Landlords to own £1tn of property in 2015

Posted on 2015-01-08

Recent figures released by the Office for National Statistics and Land Registry show that private landlords are set to own £1tn of property in 2015.

Landmark to be reached late spring

At present, buy-to-let landlords own just over £930bn of property, meaning that the sector’s now over three times the size it was in 2001. If growth continues at the current rate, it appears as though landlords will own £1tn of property by late spring 2015.

What’s causing the rise?

With house prices continuing to grow alongside investor appetite, the buy-to-let sector continues to grow, and some analysts even labelling it as a ‘boom’, with the market expanding relatively quickly in the past half a decade.
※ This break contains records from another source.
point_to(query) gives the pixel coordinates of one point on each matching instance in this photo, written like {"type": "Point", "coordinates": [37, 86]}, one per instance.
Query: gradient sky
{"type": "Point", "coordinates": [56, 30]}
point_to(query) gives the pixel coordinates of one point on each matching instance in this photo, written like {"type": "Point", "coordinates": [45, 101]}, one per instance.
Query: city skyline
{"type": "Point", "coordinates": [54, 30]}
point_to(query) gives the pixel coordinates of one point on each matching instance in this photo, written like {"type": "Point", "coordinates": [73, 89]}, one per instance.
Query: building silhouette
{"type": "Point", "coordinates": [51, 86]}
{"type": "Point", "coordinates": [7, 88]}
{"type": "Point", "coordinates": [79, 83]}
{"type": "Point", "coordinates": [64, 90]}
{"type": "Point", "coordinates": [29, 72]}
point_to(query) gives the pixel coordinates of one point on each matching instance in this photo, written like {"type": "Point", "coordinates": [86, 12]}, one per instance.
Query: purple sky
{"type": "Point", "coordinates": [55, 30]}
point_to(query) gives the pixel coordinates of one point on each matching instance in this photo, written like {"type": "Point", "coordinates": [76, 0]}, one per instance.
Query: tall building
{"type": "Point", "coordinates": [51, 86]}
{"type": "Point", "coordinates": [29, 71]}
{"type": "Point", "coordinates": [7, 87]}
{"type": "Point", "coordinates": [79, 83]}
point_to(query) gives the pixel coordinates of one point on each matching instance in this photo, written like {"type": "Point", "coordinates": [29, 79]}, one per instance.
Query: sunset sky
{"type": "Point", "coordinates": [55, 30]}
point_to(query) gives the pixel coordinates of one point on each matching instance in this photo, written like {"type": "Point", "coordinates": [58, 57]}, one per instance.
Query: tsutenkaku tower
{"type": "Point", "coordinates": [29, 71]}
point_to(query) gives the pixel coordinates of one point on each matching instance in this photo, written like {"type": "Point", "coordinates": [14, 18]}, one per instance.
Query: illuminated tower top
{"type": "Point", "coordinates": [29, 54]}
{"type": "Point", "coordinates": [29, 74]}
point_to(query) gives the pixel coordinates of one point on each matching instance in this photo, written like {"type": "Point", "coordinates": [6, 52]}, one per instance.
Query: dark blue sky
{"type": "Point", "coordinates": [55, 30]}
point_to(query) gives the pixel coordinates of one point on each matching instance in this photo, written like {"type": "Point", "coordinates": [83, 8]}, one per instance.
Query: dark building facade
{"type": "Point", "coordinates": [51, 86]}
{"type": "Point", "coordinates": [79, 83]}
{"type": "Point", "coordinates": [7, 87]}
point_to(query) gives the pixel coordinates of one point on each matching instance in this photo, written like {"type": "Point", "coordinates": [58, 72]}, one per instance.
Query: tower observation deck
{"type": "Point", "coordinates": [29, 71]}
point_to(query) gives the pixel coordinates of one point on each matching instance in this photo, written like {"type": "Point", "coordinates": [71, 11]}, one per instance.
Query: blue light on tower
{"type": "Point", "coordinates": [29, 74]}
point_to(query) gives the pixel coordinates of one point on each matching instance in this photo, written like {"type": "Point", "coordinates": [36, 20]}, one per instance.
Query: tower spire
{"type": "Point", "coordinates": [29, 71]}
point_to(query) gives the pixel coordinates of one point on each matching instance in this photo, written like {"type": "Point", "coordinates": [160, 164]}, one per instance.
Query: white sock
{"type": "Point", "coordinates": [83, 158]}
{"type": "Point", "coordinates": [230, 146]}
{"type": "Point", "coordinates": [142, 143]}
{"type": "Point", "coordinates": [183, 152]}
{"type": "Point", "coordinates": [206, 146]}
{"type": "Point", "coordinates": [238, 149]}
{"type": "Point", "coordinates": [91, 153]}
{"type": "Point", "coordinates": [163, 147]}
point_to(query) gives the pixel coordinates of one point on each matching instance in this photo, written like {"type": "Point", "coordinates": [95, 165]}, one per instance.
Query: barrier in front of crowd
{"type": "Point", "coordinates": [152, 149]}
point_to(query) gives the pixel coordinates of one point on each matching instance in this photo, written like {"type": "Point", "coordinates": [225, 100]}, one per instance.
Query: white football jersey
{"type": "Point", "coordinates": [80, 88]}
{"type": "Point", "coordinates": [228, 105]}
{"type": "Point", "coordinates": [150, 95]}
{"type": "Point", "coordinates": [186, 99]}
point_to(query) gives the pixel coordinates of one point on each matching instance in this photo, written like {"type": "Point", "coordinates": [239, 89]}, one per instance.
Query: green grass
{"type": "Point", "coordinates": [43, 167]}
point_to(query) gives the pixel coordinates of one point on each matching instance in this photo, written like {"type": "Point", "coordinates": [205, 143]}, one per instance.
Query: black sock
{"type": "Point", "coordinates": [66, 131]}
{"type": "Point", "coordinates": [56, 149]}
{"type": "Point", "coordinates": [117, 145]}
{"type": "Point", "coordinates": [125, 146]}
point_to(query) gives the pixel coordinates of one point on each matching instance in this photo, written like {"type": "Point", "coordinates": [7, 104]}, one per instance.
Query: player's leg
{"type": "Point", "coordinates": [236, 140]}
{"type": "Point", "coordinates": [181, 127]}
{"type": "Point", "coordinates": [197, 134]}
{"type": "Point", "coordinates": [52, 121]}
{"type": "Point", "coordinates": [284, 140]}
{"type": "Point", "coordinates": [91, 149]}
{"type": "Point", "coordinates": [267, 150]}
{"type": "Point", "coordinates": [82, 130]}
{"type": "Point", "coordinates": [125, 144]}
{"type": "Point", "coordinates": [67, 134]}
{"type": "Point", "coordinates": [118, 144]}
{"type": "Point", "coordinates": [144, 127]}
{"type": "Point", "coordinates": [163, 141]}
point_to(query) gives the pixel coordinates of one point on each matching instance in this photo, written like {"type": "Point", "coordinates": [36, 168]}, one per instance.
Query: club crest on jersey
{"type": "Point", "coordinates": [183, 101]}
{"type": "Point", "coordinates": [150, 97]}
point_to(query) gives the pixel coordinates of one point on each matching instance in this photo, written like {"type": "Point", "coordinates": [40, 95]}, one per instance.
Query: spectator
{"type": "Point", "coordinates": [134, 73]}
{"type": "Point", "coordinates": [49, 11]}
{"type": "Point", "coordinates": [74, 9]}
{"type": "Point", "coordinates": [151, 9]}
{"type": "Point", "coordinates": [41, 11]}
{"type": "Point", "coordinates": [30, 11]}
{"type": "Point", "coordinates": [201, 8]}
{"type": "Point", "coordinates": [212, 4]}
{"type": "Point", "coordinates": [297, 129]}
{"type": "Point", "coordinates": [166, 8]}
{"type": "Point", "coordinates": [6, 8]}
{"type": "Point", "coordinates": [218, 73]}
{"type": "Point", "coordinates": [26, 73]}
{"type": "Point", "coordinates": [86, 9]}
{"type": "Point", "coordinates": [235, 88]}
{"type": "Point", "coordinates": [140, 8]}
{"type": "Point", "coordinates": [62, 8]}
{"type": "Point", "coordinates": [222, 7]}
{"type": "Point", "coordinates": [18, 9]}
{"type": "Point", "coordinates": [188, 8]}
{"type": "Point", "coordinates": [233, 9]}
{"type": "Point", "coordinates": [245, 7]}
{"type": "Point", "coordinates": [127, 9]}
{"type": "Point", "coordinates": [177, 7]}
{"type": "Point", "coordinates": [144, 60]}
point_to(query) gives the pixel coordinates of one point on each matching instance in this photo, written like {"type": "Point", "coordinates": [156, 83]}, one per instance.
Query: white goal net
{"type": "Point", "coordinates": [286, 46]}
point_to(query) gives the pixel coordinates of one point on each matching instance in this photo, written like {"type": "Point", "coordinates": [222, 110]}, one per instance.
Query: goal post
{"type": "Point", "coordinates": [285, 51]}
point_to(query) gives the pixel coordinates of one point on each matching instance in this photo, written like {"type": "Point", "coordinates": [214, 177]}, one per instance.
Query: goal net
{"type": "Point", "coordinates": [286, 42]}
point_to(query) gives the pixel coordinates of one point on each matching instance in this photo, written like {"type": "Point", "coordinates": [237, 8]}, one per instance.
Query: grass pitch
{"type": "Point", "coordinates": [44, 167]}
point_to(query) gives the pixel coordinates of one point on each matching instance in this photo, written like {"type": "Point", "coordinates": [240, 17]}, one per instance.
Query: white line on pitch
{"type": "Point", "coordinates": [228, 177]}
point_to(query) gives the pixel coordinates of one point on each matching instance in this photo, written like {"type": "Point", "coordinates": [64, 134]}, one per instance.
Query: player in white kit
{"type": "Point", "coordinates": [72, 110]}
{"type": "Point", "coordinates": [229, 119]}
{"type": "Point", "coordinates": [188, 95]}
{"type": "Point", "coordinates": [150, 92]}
Figures show that since 2001, just short of 2 million households have been added to the sector at a rate of around 150,000 properties a year. By 2016, some predict that this number could rise even further, to 5 million in only 15 years. If this figure is realised it will mean that one in every five houses will be part of the sector.

Ever since the UK began recovering from the recession back in 2009, many landlords have benefited, with the recovery pushing their wealth up; especially if they’d purchased property in London or the south-east.

Alongside this, there appears to have been a great deal of impetus from growth in the number of households, with demand from tenants also continuing to climb, as many choose to rent than buy.

Why are people renting rather than buying?

But why is this the case, and why would people rather rent than buy? Well, for many, it appears to be a lifestyle choice, allowing a tenant a greater degree of flexibility than if they were to buy a property outright.

In addition to this, of course, is a financial squeeze; particularly at the younger end of the market, with many opting to rent as they’re currently unable to secure a mortgage or begin saving for a deposit. In this regard, it’s almost as though Britain is aligning itself with its continental neighbours, with renting becoming the norm rather than the exception.

Is the trend likely to continue?

When looking to the future, it appears unlikely that we’ll see much of a change in the coming few years.

New pensions regulations, which are set to come into force in April 2015, could bring further money into the sector. This could provide it with an additional boost, as it appears likely that those looking to invest will buy property in the hope of providing themselves with an income in their retirement, rather than sticking to a traditional savings account.

So, to conclude, with figures already showing that landlords own £930bn of property in the UK, it doesn’t appear as though it’ll be long before that figure reaches the £1tn mark, with some predicting that it’ll be late this spring. With profits continuing to be fuelled by strong demand, it looks like there are no signs of the market slowing down at any point soon.